Le immagini satellitari Airbus, citate dalla CNN, mostrano 28 crateri di 9 metri ciascuno lungo le strade della provincia di Isfahan. Non vicino al pilota. Vicino ai C-130. Vicino al sito nucleare. Erano lì per bloccare l’accesso iraniano a qualcosa che stava succedendo in quella zona. Ma cosa?

Trump aveva detto pubblicamente, settimane prima, di voler “esfiltrare” l’uranio iraniano. I generali gli avevano detto che era impossibile. Li aveva licenziati.

La tv iraniana ha mostrato oggi pomeriggio militari dei Pasdaran che ispezionano i rottami dei C-130 e trovano documenti. Tra questi, la carta d’identità di una certa Amanda M. Ryder, Maggiore dell’US Air Force, con un permesso di soggiorno israeliano visto turistico B2, scaduto il 20 marzo 2026. Un ufficiale statunitense con un visto turistico israeliano, sul sito di un C-130 distrutto a 35 chilometri dal sito nucleare di Isfahan. Il Pentagono, interrogato su questo, non ha risposto. Non ha risposto nemmeno sull’identità del pilota “salvato”, che non è mai apparso in pubblico, non ha un nome ufficiale, non ha una fotografia.

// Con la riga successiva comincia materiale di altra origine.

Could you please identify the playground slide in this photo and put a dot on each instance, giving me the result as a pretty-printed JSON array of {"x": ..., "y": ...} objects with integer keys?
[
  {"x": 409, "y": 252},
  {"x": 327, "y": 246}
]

Poi c’è il dettaglio più brutale di tutti: all’interno dei rottami del C-130 si vedono resti umani carbonizzati. Un’autodistruzione controllata – la procedura che il Pentagono dice di aver eseguito – prevede che il personale evacui prima di far saltare il mezzo. Se c’è un corpo dentro, significa che qualcuno non è uscito. Significa che Trump ha mentito quando ha detto “nessun americano ferito o ucciso”.

Il ministero degli Esteri iraniano, con la cautela diplomatica di chi ha ancora negoziati aperti, ha detto che l’operazione “potrebbe essere stata” una copertura per rubare l’uranio. Non lo ha urlato. Lo ha sussurrato. Ed è precisamente questo sussurro calibrato – non un’accusa urlata ma una domanda posta con le prove in mano – che dovrebbe far riflettere. Il portavoce Baghaei ha posto una domanda semplice e ancora senza risposta: se il pilota era nel sud-ovest, perché le vostre forze speciali, i vostri elicotteri, i vostri aerei da trasporto erano a Isfahan?

L’Iran chiama questo evento la “seconda Tabas” riferimento al disastro del 1980, quando Carter tentò di liberare gli ostaggi in Iran e finì con elicotteri bruciati nel deserto e otto soldati morti. Allora come oggi: aerei statunitensi distrutti in territorio iraniano, morti non contati, narrativa ufficiale in pezzi. La differenza è che nel 1980 nessuno stava cercando di portare via materiale nucleare.

Se tutto questo è vero – e le contraddizioni geografiche, logistiche e umane sono difficili da spiegare altrimenti – siamo di fronte a qualcosa senza precedenti: un tentativo statunitense di compiere il più grande furto nucleare della storia, organizzato usando come copertura il salvataggio di un pilota, e fallito in modo catastrofico su una pista abbandonata a Isfahan, con morti non dichiarati e un nome su un documento – Amanda M. Ryder – che il Pentagono si rifiuta di riconoscere o smentire.

Le domande sono sul tavolo. Le risposte, per ora, sono nei rottami bruciati di due C-130 in un deserto iraniano.